Chapter Text
Howard doesn’t have to look at Jimmy to know the man’s hands are waving around, clasping together, gesturing, his body flitting around the office like a hummingbird, never at rest. His distinctive voice carries across rows of cubicles, and whatever joke he makes elicits laughter from a few associates, with his own chuckle following shortly after. The musicality of good-natured conversation in an environment primarily characterized by the clacking of keyboards and dry legalese mumbled into telephones has Howard so entranced that he doesn’t even notice Jimmy’s brother rushing towards him until—
“Come with me, hurry,” Chuck murmurs as he grabs him by the upper arm and sweeps him along like an undertow.
“What is it?” Howard asks with concern.
Still gripping his arm in one hand, Chuck holds up a finger with the other to shush him, and anger flares hotly in him for a split second. You’re not my father, he thinks, and then the thought is gone.
They crash-land in a tiny empty office and Chuck closes the door behind him, looking for a moment like he’s considering barricading it.
“What happened?” Is it George? he thinks instinctively, and then the thought is gone, because it can’t be George.
“I apologize for startling you. I just needed to make sure I got to you before Jimmy did.”
“Well, you’re too late. He always delivers my mail first,” Howard says, trying to remember if anything in the stack had raised alarms. “Why? What are we expecting?” He thinks of all their major cases and clients and imagines the worst possible outcomes for all of them, all at once.
Chuck shakes his head. “No, no, nothing like that. No.”
Howard's jaw tightens a bit in irritation as he waits for him to come out with it already.
“Jimmy passed the bar exam. He took classes in secret, from a correspondence school. He wants to become a lawyer. He thinks he’s going to join the firm.” Chuck pauses, takes a deep breath, takes another, doesn’t continue. Howard waits again.
“So what happened?” he finally prompts.
Chuck breaks into a smile. “Howard,” he finally exhales with a laugh, “my brother cannot be allowed to join this firm.”
Understanding begins to trickle in as Howard recalls some of the things Chuck told him about Jimmy when he first brought him to Albuquerque: the cons, the arrests. That ridiculous nickname: Slippin’ Jimmy. He had often found it difficult to hold those things in his mind when he looked at or spoke to Jimmy McGill, but he supposed that, with a true con man, one would.
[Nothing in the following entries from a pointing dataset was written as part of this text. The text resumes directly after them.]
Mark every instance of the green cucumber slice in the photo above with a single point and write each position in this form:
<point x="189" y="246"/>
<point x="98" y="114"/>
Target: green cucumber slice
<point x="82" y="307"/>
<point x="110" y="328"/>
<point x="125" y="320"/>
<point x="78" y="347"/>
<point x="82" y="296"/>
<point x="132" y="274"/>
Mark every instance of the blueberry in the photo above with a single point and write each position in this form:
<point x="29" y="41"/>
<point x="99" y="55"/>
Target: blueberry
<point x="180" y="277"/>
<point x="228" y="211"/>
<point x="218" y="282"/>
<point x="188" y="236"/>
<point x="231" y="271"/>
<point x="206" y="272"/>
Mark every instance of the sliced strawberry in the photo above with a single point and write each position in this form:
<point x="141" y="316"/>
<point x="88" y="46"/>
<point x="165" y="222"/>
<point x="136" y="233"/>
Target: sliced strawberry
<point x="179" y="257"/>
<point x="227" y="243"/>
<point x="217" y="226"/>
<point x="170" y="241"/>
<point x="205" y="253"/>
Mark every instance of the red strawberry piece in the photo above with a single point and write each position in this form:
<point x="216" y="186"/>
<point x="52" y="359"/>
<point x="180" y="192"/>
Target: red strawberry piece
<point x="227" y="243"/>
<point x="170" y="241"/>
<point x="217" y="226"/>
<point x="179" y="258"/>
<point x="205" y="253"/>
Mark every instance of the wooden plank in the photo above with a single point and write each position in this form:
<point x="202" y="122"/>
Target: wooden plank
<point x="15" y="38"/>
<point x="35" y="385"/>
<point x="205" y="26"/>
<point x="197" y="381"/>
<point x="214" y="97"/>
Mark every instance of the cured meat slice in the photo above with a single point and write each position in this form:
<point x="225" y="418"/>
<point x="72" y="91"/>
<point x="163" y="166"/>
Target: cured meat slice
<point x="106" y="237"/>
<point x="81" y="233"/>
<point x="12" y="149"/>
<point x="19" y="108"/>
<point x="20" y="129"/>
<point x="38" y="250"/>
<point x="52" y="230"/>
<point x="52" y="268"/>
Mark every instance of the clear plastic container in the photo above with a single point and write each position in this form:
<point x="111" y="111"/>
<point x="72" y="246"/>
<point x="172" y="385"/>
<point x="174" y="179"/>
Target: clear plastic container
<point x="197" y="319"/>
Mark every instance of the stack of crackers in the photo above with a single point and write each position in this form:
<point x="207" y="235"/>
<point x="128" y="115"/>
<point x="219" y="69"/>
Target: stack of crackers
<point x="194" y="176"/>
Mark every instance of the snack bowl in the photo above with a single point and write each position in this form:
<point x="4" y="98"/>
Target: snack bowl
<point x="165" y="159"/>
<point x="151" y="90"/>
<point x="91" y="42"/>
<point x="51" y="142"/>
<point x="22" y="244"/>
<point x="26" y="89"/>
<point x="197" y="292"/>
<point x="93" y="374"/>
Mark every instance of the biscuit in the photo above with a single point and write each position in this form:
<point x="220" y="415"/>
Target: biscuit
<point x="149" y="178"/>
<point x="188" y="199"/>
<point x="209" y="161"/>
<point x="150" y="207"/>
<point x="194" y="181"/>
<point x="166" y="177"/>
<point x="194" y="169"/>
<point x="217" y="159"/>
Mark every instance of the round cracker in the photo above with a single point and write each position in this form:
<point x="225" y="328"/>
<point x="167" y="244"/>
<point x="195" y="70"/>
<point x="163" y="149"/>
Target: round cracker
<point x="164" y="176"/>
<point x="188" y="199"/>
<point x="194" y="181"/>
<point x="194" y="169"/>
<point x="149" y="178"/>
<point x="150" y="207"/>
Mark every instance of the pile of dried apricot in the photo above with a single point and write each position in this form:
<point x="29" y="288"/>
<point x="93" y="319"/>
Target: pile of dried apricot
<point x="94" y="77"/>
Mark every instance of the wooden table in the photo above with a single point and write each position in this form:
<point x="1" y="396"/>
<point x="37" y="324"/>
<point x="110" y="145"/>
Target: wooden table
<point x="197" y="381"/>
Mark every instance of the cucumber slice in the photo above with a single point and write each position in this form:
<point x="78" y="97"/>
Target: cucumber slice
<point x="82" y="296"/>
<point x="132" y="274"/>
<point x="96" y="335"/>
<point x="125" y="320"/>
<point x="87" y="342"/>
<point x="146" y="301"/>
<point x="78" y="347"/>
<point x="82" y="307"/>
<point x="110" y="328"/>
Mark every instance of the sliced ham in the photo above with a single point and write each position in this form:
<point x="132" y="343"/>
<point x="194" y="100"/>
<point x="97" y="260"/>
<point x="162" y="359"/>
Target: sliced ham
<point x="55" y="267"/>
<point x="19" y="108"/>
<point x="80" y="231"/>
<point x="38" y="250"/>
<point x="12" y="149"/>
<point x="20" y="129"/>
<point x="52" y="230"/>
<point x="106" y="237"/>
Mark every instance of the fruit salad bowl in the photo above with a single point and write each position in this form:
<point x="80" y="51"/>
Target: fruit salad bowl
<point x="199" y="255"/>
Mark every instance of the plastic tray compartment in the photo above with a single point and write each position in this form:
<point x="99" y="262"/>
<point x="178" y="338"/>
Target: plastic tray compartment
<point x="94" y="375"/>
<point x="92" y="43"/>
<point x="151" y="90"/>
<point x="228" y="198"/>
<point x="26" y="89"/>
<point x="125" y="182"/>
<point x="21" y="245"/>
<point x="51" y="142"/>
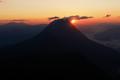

“I see,” Howard replies. “Have you told him?”
The smile fades from his partner’s face.
“What an asshole,” Cheryl offers as a summary.
Howard shrugs, his arms splayed comfortably over the back of a couch that needs replacing. “It’s his little brother. They’ve always had a difficult relationship. Chuck just doesn’t want to ruin all the progress they’ve made.”
“You believe that?”
“Yes.”
She nods silently and turns her attention back to her vegetable lo mein, picking at it inexpertly with disposable chopsticks.
Every time he tries to complain about Chuck to Cheryl, he somehow winds up defending him.
“You remember Jimmy. You met him at the Christmas party,” Howard offers, at the wrong point in the conversation, just grasping for any name to say other than Chuck.
“I remember,” Cheryl confirms. “I thought he was an asshole, too.”
A surprised, genuine laugh bubbles out of him; and although he’s certain she wasn’t joking, she smiles back at him and shoves lightly at his thigh with her foot.